Wednesday, October 21, 2009

Google for Music... by Google?

The big goal of my research for the past few years has been to build a system that we liken to "Google for Music". Using signal processing and machine learning to analyze music, we can automatically associate any songs with hundreds of descriptive tags. This means that you can find music without knowing the name of the band / song / album you want - just by typing in words that describe what you want to hear. To check out a prototype of our system, go to HerdIt.org and sign up to be a Beta tester. While you're there, play Herd It and make the search engine even smarter!

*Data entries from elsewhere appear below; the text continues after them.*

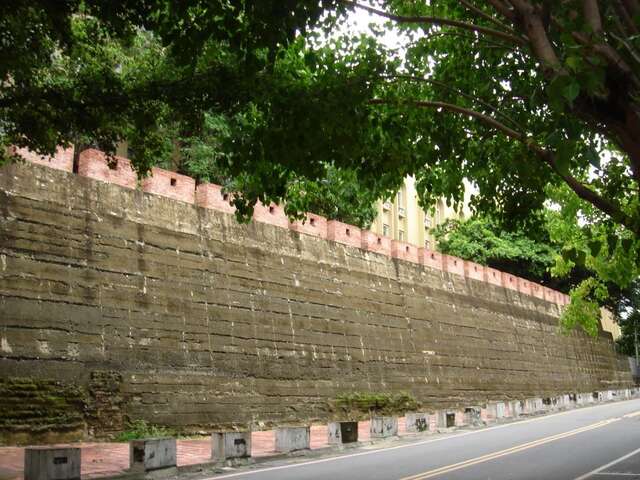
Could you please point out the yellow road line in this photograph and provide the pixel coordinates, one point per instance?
(383, 449)
(508, 451)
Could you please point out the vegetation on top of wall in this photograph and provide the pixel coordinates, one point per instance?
(378, 403)
(138, 429)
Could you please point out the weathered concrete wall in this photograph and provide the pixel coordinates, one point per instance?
(144, 307)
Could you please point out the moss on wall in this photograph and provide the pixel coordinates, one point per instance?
(33, 410)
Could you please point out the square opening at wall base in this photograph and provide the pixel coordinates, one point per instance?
(451, 420)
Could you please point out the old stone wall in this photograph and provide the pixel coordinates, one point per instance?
(119, 304)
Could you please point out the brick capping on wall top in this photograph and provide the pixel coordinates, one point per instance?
(118, 170)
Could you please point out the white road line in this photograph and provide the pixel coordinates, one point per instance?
(610, 464)
(618, 474)
(415, 444)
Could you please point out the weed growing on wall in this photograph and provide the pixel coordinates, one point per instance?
(376, 403)
(141, 429)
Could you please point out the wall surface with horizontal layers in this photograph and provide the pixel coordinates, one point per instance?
(120, 304)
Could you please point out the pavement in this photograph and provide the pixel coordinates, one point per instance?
(596, 443)
(101, 459)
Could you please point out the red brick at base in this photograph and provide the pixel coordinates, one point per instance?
(537, 291)
(375, 243)
(62, 160)
(524, 286)
(453, 264)
(474, 270)
(430, 259)
(509, 281)
(315, 225)
(95, 164)
(273, 215)
(344, 233)
(493, 276)
(209, 195)
(170, 184)
(404, 251)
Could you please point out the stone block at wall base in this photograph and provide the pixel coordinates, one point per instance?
(226, 445)
(152, 454)
(473, 416)
(342, 432)
(446, 419)
(51, 463)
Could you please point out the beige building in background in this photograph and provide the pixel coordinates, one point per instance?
(401, 218)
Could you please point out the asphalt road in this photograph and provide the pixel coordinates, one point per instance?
(596, 443)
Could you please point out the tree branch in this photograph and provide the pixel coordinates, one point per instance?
(486, 16)
(438, 21)
(538, 39)
(461, 93)
(592, 15)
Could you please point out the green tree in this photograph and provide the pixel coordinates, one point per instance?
(511, 97)
(481, 240)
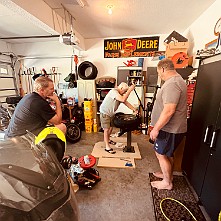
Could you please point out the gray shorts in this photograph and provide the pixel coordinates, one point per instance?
(106, 121)
(166, 143)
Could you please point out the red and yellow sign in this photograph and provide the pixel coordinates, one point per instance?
(131, 47)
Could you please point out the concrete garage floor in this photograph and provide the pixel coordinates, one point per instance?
(122, 194)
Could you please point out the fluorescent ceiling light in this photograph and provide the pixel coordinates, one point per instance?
(81, 3)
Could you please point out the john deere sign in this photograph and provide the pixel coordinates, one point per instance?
(131, 47)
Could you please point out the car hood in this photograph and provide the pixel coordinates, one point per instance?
(29, 173)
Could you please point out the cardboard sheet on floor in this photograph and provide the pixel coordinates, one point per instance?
(99, 151)
(116, 162)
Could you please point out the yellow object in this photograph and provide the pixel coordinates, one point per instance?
(54, 131)
(88, 128)
(95, 128)
(87, 106)
(194, 218)
(88, 115)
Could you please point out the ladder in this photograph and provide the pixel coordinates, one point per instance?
(8, 80)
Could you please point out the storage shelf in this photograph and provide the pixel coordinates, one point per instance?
(130, 68)
(104, 88)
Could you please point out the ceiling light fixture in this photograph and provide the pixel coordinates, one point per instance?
(109, 8)
(81, 3)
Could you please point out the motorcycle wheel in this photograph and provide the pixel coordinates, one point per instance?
(73, 134)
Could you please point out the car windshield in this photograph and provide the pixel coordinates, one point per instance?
(28, 172)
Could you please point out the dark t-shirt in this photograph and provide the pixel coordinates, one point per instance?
(32, 113)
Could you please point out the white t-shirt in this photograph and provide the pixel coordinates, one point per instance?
(173, 91)
(110, 103)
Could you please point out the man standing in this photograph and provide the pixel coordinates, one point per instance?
(108, 107)
(169, 121)
(33, 112)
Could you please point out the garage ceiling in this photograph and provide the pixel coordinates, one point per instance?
(129, 17)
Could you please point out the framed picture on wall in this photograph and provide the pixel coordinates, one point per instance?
(211, 44)
(3, 69)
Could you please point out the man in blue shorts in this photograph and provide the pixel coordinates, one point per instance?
(169, 121)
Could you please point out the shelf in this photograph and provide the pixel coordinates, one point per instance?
(130, 68)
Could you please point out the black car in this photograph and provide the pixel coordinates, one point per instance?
(34, 185)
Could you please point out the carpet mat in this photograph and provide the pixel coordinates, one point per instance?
(172, 209)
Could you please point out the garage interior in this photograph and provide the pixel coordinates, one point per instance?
(76, 43)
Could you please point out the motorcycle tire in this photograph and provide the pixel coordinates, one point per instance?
(128, 122)
(82, 70)
(57, 146)
(73, 134)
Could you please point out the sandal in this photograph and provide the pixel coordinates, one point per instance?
(112, 142)
(111, 151)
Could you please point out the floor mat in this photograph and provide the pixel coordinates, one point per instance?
(172, 209)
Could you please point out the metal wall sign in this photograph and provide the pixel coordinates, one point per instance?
(131, 47)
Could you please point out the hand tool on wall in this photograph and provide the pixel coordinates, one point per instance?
(21, 90)
(76, 68)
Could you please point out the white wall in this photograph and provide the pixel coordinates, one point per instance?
(202, 30)
(46, 55)
(5, 49)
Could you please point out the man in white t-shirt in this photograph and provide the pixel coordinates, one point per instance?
(169, 121)
(108, 107)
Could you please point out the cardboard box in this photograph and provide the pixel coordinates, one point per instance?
(177, 45)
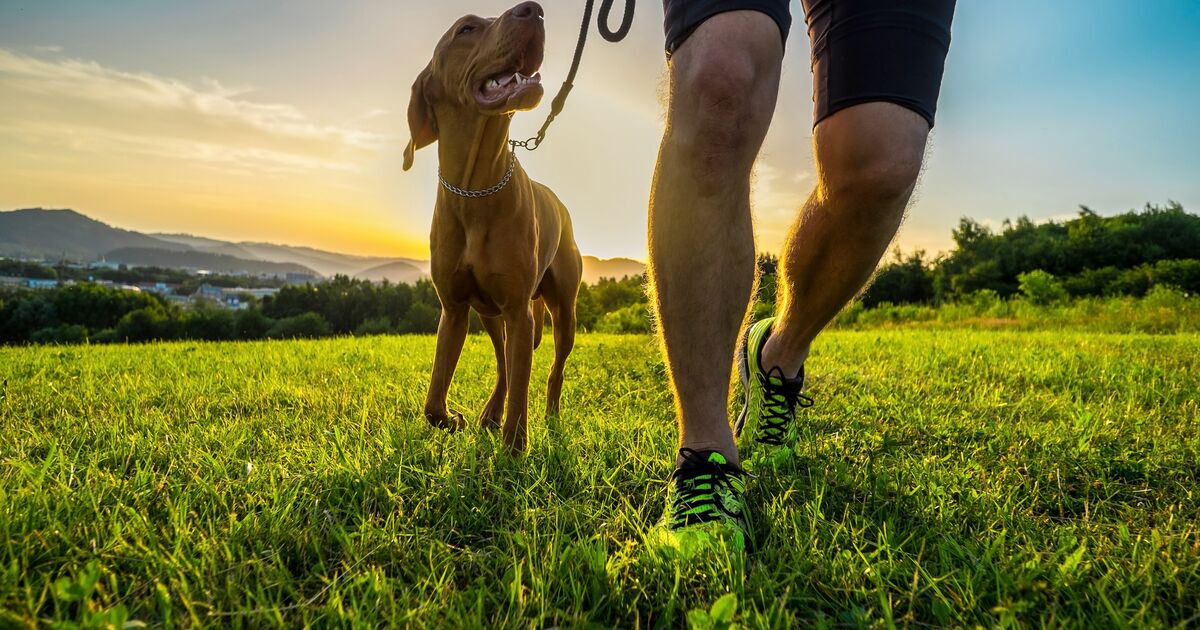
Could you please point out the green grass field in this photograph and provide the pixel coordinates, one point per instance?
(946, 477)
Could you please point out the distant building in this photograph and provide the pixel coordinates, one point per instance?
(293, 277)
(160, 288)
(105, 264)
(237, 298)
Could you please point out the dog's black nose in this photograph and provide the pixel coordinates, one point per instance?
(528, 11)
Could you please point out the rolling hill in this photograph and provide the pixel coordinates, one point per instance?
(202, 261)
(66, 234)
(57, 234)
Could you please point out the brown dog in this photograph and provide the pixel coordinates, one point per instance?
(501, 243)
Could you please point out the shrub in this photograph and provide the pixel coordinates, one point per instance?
(145, 324)
(208, 323)
(378, 325)
(64, 334)
(633, 318)
(299, 327)
(420, 318)
(1041, 288)
(251, 324)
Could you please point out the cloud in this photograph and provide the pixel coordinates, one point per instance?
(105, 108)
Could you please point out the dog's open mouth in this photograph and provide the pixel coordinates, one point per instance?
(502, 85)
(505, 85)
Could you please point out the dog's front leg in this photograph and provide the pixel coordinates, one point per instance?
(451, 334)
(519, 359)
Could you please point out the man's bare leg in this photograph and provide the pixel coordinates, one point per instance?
(868, 160)
(724, 83)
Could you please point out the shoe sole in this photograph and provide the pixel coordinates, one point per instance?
(744, 372)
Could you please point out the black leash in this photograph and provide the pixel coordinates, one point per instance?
(556, 106)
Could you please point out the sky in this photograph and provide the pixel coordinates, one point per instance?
(283, 120)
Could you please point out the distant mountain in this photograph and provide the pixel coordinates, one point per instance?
(201, 261)
(396, 271)
(610, 268)
(55, 234)
(324, 263)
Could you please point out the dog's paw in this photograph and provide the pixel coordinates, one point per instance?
(492, 417)
(451, 423)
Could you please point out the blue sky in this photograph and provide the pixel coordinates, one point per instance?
(283, 120)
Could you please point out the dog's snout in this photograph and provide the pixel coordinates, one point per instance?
(528, 11)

Now it seems that Google is finally getting on board with this themselves. After years of staying away from music (the legal, licensing and logistical difficulties scared even them), it seems like Google music may be coming soon.

Now, all we need to do is get them to use our algorithms to make their search even better!

Modelling Music as a Dynamic Texture

My paper "Modeling Music as a Dynamic Texture" has been accepted for publication in IEEE Transactions on Audio, Speech and Language Processing! This is work with my colleague and good buddy, Prof. Antoni Chan, and my advisor and good buddy, Prof. Gert Lanckriet and is awesome for at least 5 reasons:
  1. It presents a new, statistical model of musical audio that really takes time into account
  2. It introduces - and solves - the "Bohemian Rhapsody problem" (in case you don't know what this is - try describing the sound of BoRhap in 5 words or less...)
  3. Our model can automatically separate the verse, chorus, solo, bridge, etc parts of any song as well or better than anything else
  4. It will be a chapter in my thesis
  5. I get to talk about Freddie Mercury's falsetto, Bjork and the Beatles in an academic paper
Lookout for the paper in a library near you before the end of the year! We're working on extending the model to more Music Information Retrieval tasks like tagging and similarity. In the meantime, check out some of our results on automatically segmenting music.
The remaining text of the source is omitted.